Safety, like trust, is earned. We only feel safe with people who have proven themselves to us. It means you’ve ventured and tested the waters with them and they’ve proven that you can rely on them.
For instance, you can raise sensitive and difficult conversations and they will patiently listen, without intruding or dismissing what you have to say.
You can also complain about what you don’t like and they will listen to you and respond considerably and respectfully. These are the little things that make us feel safe in our relationships.
You’re not afraid that your partner will wake up one morning and tell you they don’t find you attractive anymore. You feel secure about your place in their lives because they prove to you every day that you’re the one they choose.
4. You’re excited about a future together
You’re not just focused on what you share right now, you also encourage each other to be better versions of yourselves.
You motivate each other to work harder, get into shape, eat right, read books, and develop better habits. This is perhaps one of the best signs of a great relationship.
A great relationship isn’t only designed to make you a happier person; it’s designed to make you a better person. We know this inherently. This is why we don’t want someone so agreeable that they nod “yes” to everything we say on a first date.

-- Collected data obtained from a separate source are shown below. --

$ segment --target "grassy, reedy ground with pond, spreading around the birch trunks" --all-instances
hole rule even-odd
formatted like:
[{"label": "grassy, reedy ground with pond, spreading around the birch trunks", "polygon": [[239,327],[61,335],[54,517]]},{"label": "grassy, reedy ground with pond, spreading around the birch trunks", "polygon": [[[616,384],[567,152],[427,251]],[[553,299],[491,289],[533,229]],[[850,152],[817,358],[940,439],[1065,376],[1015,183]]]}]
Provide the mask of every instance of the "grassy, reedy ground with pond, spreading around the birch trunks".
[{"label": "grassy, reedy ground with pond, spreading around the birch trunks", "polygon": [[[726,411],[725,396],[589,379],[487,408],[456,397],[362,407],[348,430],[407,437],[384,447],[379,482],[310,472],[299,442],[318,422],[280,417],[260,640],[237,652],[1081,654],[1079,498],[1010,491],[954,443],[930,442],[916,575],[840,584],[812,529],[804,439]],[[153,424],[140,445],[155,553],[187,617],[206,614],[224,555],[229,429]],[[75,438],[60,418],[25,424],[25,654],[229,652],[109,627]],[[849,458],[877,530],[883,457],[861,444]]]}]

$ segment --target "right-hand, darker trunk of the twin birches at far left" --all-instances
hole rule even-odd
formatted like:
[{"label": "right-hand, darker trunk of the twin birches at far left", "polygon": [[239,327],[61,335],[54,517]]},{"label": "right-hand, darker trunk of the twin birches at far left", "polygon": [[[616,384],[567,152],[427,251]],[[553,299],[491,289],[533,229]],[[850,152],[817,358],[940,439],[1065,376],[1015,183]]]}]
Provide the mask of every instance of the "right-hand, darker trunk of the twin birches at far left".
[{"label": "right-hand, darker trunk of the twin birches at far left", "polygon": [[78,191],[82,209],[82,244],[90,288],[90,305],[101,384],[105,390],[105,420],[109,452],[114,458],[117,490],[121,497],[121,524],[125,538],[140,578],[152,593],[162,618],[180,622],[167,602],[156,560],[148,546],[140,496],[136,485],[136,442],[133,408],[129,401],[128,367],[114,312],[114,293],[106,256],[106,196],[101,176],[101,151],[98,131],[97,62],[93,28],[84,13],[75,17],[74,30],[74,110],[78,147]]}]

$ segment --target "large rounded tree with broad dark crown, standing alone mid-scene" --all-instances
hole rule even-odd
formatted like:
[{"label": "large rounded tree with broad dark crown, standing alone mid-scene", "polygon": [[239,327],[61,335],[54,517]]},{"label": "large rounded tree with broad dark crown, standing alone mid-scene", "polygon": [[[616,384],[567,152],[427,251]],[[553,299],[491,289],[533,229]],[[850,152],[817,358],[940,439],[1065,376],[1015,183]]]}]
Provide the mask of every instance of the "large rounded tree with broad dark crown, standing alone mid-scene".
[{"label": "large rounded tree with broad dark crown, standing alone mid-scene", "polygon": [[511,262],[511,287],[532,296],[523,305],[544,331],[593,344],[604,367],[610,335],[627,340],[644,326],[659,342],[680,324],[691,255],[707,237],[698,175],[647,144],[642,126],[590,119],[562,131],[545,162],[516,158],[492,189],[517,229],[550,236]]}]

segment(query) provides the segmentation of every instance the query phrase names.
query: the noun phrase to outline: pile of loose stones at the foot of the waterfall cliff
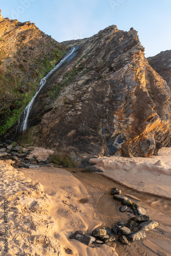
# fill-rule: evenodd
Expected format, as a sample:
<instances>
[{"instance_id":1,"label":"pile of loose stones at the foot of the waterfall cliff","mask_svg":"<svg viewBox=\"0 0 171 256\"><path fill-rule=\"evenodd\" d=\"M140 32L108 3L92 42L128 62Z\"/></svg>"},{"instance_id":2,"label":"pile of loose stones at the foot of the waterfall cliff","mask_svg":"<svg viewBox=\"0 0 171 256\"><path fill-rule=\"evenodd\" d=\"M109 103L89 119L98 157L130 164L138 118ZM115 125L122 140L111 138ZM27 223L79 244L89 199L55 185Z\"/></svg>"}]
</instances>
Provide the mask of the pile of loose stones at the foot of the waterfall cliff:
<instances>
[{"instance_id":1,"label":"pile of loose stones at the foot of the waterfall cliff","mask_svg":"<svg viewBox=\"0 0 171 256\"><path fill-rule=\"evenodd\" d=\"M42 160L36 155L31 155L34 147L22 147L16 142L0 144L0 159L14 167L35 168L40 165L47 165L52 162L50 157L47 160Z\"/></svg>"}]
</instances>

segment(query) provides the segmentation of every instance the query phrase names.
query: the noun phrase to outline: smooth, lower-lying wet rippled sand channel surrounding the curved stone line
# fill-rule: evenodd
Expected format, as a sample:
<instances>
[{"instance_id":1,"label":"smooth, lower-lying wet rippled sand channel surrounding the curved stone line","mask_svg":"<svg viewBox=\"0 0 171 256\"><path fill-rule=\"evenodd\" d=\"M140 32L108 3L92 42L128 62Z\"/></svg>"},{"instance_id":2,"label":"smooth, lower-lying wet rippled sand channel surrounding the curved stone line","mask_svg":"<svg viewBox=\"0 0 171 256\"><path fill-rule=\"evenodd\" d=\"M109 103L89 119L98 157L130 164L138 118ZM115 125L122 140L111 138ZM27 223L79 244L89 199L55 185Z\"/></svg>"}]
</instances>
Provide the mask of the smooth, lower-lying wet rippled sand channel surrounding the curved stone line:
<instances>
[{"instance_id":1,"label":"smooth, lower-lying wet rippled sand channel surrounding the curved stone line","mask_svg":"<svg viewBox=\"0 0 171 256\"><path fill-rule=\"evenodd\" d=\"M76 170L76 173L72 173ZM138 193L97 173L82 173L78 168L41 167L20 169L29 178L44 185L50 202L49 214L55 219L51 235L67 254L79 256L96 255L171 255L171 200ZM117 243L116 252L107 245L86 245L70 240L76 230L91 232L96 227L112 227L117 221L130 219L129 213L121 213L117 202L110 195L112 187L118 187L122 194L139 203L147 210L151 219L159 222L159 227L146 231L146 238L130 245ZM63 255L67 255L63 254Z\"/></svg>"}]
</instances>

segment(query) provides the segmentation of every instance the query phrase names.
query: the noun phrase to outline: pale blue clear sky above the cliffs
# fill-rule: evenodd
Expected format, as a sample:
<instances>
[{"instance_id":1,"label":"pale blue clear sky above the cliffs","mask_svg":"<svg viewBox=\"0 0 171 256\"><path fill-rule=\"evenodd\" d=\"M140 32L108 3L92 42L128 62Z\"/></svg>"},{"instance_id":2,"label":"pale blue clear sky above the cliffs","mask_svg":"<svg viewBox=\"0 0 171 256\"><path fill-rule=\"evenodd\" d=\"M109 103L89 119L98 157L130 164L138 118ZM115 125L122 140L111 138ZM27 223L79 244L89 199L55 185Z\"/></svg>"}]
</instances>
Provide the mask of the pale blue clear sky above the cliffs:
<instances>
[{"instance_id":1,"label":"pale blue clear sky above the cliffs","mask_svg":"<svg viewBox=\"0 0 171 256\"><path fill-rule=\"evenodd\" d=\"M138 31L146 57L171 49L170 0L8 0L2 15L30 20L57 41L90 37L110 25Z\"/></svg>"}]
</instances>

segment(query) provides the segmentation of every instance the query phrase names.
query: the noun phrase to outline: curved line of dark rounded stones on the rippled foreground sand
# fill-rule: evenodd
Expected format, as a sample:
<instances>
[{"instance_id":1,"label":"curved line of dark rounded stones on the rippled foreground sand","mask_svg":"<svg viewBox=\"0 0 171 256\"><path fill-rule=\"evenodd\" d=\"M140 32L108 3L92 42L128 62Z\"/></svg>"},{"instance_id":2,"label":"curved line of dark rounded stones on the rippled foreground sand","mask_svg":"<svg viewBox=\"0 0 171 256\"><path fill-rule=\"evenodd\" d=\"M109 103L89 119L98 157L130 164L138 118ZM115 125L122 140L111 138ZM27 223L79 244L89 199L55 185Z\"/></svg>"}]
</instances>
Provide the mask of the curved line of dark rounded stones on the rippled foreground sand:
<instances>
[{"instance_id":1,"label":"curved line of dark rounded stones on the rippled foreground sand","mask_svg":"<svg viewBox=\"0 0 171 256\"><path fill-rule=\"evenodd\" d=\"M114 199L120 201L123 206L119 208L121 212L128 211L135 215L127 222L117 222L112 228L100 228L93 230L92 233L84 233L76 231L70 236L70 239L76 239L81 243L87 244L106 244L116 248L114 241L129 245L129 241L138 241L146 237L145 231L153 229L159 225L158 222L150 219L146 215L146 210L139 204L129 200L125 196L121 196L121 190L112 188L111 195ZM130 207L130 208L129 208Z\"/></svg>"}]
</instances>

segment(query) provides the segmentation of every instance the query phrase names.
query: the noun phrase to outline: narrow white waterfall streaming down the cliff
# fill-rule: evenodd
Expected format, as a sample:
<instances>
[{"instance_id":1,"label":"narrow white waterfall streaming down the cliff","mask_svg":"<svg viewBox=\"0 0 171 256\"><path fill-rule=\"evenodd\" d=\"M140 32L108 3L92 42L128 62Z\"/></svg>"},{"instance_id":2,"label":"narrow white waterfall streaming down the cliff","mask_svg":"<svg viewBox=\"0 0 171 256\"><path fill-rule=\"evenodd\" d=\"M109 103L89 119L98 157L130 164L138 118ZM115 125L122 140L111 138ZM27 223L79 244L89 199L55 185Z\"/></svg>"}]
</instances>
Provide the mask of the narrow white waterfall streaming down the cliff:
<instances>
[{"instance_id":1,"label":"narrow white waterfall streaming down the cliff","mask_svg":"<svg viewBox=\"0 0 171 256\"><path fill-rule=\"evenodd\" d=\"M20 123L17 125L17 130L16 133L19 131L19 133L22 133L24 130L27 129L27 122L28 122L28 118L29 118L29 114L33 105L33 102L37 96L37 94L40 92L40 90L42 89L42 87L45 86L45 83L47 81L47 79L64 63L64 62L68 62L69 60L71 60L75 54L74 52L76 52L76 50L78 49L78 47L72 47L70 51L68 51L68 53L66 54L65 57L63 57L59 63L55 66L54 69L52 69L44 78L42 78L40 80L39 83L39 87L37 88L37 91L35 93L35 95L33 96L33 98L31 99L31 101L29 102L29 104L26 106L26 108L24 109L24 111L22 112L22 115L20 116L20 121L22 120L22 123Z\"/></svg>"}]
</instances>

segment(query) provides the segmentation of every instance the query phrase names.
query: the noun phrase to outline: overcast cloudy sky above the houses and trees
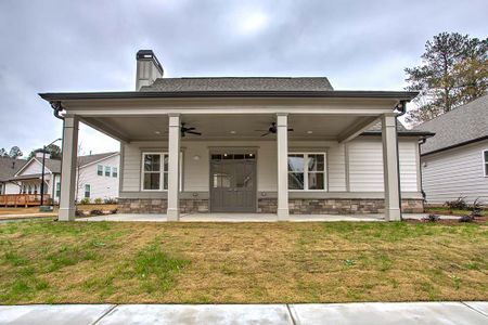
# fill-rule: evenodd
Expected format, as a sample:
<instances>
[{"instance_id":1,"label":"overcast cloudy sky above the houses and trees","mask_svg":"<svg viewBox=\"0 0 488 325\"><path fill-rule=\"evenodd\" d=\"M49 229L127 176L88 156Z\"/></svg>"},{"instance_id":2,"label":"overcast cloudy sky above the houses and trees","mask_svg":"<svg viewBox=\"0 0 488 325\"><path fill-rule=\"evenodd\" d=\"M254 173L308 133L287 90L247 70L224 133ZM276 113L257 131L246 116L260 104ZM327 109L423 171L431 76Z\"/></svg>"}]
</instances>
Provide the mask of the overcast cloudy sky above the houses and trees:
<instances>
[{"instance_id":1,"label":"overcast cloudy sky above the houses and trees","mask_svg":"<svg viewBox=\"0 0 488 325\"><path fill-rule=\"evenodd\" d=\"M61 136L37 93L133 90L136 52L167 77L326 76L335 89L402 90L441 31L487 37L487 0L0 0L0 147ZM81 127L85 153L118 143Z\"/></svg>"}]
</instances>

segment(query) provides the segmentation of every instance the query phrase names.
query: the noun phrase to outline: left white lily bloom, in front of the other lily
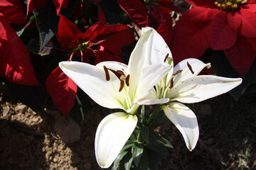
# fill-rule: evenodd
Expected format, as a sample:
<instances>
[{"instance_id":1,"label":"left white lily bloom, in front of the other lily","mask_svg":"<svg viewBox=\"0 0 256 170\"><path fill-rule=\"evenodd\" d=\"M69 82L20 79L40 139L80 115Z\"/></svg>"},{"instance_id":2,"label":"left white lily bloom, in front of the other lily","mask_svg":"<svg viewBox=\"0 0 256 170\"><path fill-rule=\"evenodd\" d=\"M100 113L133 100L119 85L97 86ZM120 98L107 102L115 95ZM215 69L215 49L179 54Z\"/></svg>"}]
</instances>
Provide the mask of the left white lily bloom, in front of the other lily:
<instances>
[{"instance_id":1,"label":"left white lily bloom, in front of the other lily","mask_svg":"<svg viewBox=\"0 0 256 170\"><path fill-rule=\"evenodd\" d=\"M171 64L151 59L166 55L162 47L153 47L154 30L148 29L139 38L129 64L100 62L96 66L82 62L60 62L63 72L100 106L120 108L123 112L107 115L95 135L95 155L102 168L109 167L137 125L139 103L171 70ZM164 46L163 46L164 47ZM168 53L171 54L169 48Z\"/></svg>"}]
</instances>

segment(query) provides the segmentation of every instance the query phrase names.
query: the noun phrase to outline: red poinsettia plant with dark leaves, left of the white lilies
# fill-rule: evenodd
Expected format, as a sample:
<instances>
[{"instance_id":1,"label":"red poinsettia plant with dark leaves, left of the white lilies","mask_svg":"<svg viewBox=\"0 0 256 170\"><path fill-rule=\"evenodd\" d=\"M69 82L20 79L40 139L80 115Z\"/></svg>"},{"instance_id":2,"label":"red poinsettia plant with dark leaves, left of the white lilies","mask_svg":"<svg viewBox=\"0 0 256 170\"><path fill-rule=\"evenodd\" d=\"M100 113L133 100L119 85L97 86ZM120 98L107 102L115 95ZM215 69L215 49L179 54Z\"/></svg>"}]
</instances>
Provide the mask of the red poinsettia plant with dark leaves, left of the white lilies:
<instances>
[{"instance_id":1,"label":"red poinsettia plant with dark leaves, left of the white lilies","mask_svg":"<svg viewBox=\"0 0 256 170\"><path fill-rule=\"evenodd\" d=\"M43 112L49 95L65 117L78 103L78 86L58 67L58 62L75 60L97 64L127 62L129 45L134 43L134 27L106 24L100 1L2 1L1 72L6 84L33 93L22 99ZM85 13L86 10L99 11ZM126 51L125 51L126 50ZM128 52L128 55L127 55ZM16 85L15 85L16 84ZM19 86L18 86L19 85ZM14 91L8 86L9 91ZM40 99L37 99L40 98ZM73 111L75 112L75 110Z\"/></svg>"}]
</instances>

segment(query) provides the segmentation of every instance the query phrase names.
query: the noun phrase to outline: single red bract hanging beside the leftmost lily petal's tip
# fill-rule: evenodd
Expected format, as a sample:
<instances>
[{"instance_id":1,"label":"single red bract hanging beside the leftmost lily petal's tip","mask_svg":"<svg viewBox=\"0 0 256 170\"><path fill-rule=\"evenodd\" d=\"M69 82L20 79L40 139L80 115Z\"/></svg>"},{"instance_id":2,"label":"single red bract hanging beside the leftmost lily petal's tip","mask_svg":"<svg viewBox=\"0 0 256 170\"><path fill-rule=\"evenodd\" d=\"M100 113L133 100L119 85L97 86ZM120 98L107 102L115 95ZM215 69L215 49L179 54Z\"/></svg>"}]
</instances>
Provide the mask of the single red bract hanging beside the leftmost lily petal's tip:
<instances>
[{"instance_id":1,"label":"single red bract hanging beside the leftmost lily petal's tip","mask_svg":"<svg viewBox=\"0 0 256 170\"><path fill-rule=\"evenodd\" d=\"M46 87L55 106L68 118L71 108L75 105L78 86L57 67L46 79Z\"/></svg>"}]
</instances>

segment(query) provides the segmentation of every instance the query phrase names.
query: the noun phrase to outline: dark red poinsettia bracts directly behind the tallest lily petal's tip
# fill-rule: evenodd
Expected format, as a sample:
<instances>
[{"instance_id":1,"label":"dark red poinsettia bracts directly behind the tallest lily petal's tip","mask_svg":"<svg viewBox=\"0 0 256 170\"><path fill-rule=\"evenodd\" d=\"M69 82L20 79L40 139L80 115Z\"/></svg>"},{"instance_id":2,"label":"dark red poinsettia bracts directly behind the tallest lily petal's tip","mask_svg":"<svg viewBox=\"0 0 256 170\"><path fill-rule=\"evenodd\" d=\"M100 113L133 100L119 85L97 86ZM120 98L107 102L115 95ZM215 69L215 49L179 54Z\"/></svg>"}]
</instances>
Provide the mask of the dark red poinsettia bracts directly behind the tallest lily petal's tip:
<instances>
[{"instance_id":1,"label":"dark red poinsettia bracts directly behind the tallest lily petal's tip","mask_svg":"<svg viewBox=\"0 0 256 170\"><path fill-rule=\"evenodd\" d=\"M169 45L172 36L170 12L179 11L173 2L160 0L157 4L142 4L140 0L118 0L118 3L139 28L146 26L155 28Z\"/></svg>"}]
</instances>

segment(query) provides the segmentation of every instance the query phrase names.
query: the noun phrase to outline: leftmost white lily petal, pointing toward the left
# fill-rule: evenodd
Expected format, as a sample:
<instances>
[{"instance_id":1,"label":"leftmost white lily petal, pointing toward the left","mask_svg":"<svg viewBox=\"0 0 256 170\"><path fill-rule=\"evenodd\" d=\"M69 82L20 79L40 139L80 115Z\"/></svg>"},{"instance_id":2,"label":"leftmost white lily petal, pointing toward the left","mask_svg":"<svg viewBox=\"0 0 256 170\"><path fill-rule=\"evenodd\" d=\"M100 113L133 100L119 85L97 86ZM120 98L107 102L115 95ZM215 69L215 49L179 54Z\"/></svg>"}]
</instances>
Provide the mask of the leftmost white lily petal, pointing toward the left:
<instances>
[{"instance_id":1,"label":"leftmost white lily petal, pointing toward the left","mask_svg":"<svg viewBox=\"0 0 256 170\"><path fill-rule=\"evenodd\" d=\"M110 73L110 81L106 80L103 67L95 67L82 62L60 62L60 69L100 106L106 108L126 109L122 105L123 92L118 92L120 81ZM107 90L106 90L107 89Z\"/></svg>"}]
</instances>

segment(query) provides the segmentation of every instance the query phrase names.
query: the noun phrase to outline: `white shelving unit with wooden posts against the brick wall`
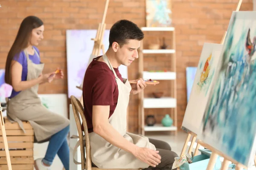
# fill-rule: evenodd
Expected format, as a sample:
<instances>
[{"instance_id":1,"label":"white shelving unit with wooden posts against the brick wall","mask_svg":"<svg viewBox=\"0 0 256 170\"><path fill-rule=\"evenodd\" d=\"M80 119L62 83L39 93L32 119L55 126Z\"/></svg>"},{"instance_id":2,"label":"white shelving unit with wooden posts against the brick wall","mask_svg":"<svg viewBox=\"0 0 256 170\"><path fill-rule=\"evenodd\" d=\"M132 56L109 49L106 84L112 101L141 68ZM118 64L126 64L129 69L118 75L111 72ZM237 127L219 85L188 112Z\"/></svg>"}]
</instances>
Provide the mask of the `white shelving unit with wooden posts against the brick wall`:
<instances>
[{"instance_id":1,"label":"white shelving unit with wooden posts against the brick wall","mask_svg":"<svg viewBox=\"0 0 256 170\"><path fill-rule=\"evenodd\" d=\"M172 97L161 98L144 98L144 93L139 94L139 133L145 135L146 131L175 131L177 135L177 85L176 85L176 50L175 50L175 28L174 27L142 27L142 31L171 31L172 32L172 49L143 49L143 41L141 41L141 50L139 57L139 73L143 79L152 80L169 80L173 82L173 88L170 89L173 93ZM172 61L172 71L152 72L144 71L143 57L150 54L168 54ZM173 125L164 127L162 124L154 126L145 125L144 109L152 108L170 108L174 109L174 114L170 115L173 119ZM157 113L156 113L157 114Z\"/></svg>"}]
</instances>

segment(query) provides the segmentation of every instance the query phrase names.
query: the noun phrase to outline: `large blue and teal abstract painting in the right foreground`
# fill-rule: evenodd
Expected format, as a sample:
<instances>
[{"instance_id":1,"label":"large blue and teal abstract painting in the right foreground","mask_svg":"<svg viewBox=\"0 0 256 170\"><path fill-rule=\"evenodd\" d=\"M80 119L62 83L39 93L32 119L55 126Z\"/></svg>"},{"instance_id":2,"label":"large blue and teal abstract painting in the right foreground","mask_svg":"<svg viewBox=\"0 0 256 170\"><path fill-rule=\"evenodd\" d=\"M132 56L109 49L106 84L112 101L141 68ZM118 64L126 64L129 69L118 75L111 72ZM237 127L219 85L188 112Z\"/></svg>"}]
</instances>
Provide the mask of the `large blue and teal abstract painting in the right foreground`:
<instances>
[{"instance_id":1,"label":"large blue and teal abstract painting in the right foreground","mask_svg":"<svg viewBox=\"0 0 256 170\"><path fill-rule=\"evenodd\" d=\"M256 153L256 11L233 12L198 139L250 167Z\"/></svg>"}]
</instances>

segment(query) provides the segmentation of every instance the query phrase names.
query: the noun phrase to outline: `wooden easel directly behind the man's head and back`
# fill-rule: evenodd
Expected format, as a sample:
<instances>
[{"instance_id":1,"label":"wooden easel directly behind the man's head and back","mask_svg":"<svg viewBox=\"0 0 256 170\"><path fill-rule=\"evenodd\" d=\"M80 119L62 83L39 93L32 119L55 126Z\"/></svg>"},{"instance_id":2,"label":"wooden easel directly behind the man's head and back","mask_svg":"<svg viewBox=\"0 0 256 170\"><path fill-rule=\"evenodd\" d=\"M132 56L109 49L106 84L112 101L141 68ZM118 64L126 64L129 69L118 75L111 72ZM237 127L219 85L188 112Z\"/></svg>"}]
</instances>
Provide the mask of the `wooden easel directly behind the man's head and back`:
<instances>
[{"instance_id":1,"label":"wooden easel directly behind the man's head and back","mask_svg":"<svg viewBox=\"0 0 256 170\"><path fill-rule=\"evenodd\" d=\"M106 28L105 20L106 20L107 11L108 11L108 4L109 4L109 0L106 0L105 10L104 10L103 17L102 17L102 23L99 23L99 27L98 27L98 30L96 33L96 38L91 39L94 41L94 46L93 46L93 52L90 55L90 59L88 61L87 67L90 64L90 62L92 62L93 58L99 56L100 50L102 50L102 54L105 53L105 47L104 47L104 44L102 43L102 41L103 41L103 36L105 33L105 28ZM76 88L83 90L83 81L82 81L81 85L76 86ZM81 98L79 101L83 105L83 95L81 95Z\"/></svg>"}]
</instances>

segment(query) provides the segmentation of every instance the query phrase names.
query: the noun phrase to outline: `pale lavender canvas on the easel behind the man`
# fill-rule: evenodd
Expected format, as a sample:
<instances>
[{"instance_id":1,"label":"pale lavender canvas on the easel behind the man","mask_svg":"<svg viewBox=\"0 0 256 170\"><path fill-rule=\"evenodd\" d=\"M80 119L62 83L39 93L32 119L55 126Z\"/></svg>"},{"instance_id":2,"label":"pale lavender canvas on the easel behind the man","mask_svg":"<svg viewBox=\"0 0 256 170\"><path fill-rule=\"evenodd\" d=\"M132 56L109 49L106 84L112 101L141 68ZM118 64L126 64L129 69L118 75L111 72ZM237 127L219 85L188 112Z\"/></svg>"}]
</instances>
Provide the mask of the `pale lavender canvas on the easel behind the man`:
<instances>
[{"instance_id":1,"label":"pale lavender canvas on the easel behind the man","mask_svg":"<svg viewBox=\"0 0 256 170\"><path fill-rule=\"evenodd\" d=\"M103 44L105 51L109 46L109 31L105 30ZM90 55L93 51L94 41L91 38L96 37L97 30L67 30L67 86L68 98L71 95L80 99L82 91L76 86L80 86L84 79ZM100 53L102 55L102 51ZM121 65L119 72L123 78L128 78L127 67Z\"/></svg>"}]
</instances>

As the clinical psychologist and marriage counselor Randi Gunther explained, as much as we want someone we are emotionally safe with, we also want someone we can contend with, someone who will be able to sit us down and tell us the truth when the need arises.
5. You’re both invested in making the relationship work
Relationships aren’t that difficult when you have two people who are committed to making it work.
Guys often complain about how a lady made them chase for so long before finally letting them in for a first date. This is what happens when a relationship has the wrong dynamic. Chances are, a guy who went on a long chase before getting a girl will remain the one always working to make the relationship work.
When two people are attracted to each other, it shouldn’t be that difficult.
There’s always something amazing in knowing that your partner wants a great relationship with you as much as you do. This way, he or she wouldn’t be busy keeping secrets while you’re keeping up to your promises.
The awareness that someone cares for us as much as we do for them is what makes us surrender ourselves to venture deeper in love.
When you’re both all in, then you’ll be committed to having difficult conversations when the need arises. You’ll both respect and keep each other’s trust because you’ll be afraid of losing each other.
If you have these five things in your relationship, you have something special. Not everyone will see it. These signs cannot be noticed on posts on social media. They are things only you and your partner will see. But don’t underrate them.
They’re like foundations for great relationships. And remember foundations may not be seen, but they are still the most important part of any structure. As the French writer, Antoine de Saint-Exupéry wrote in his popular novel, The Little Prince,
“The most beautiful things in the world cannot be seen or touched, they are felt with the heart.”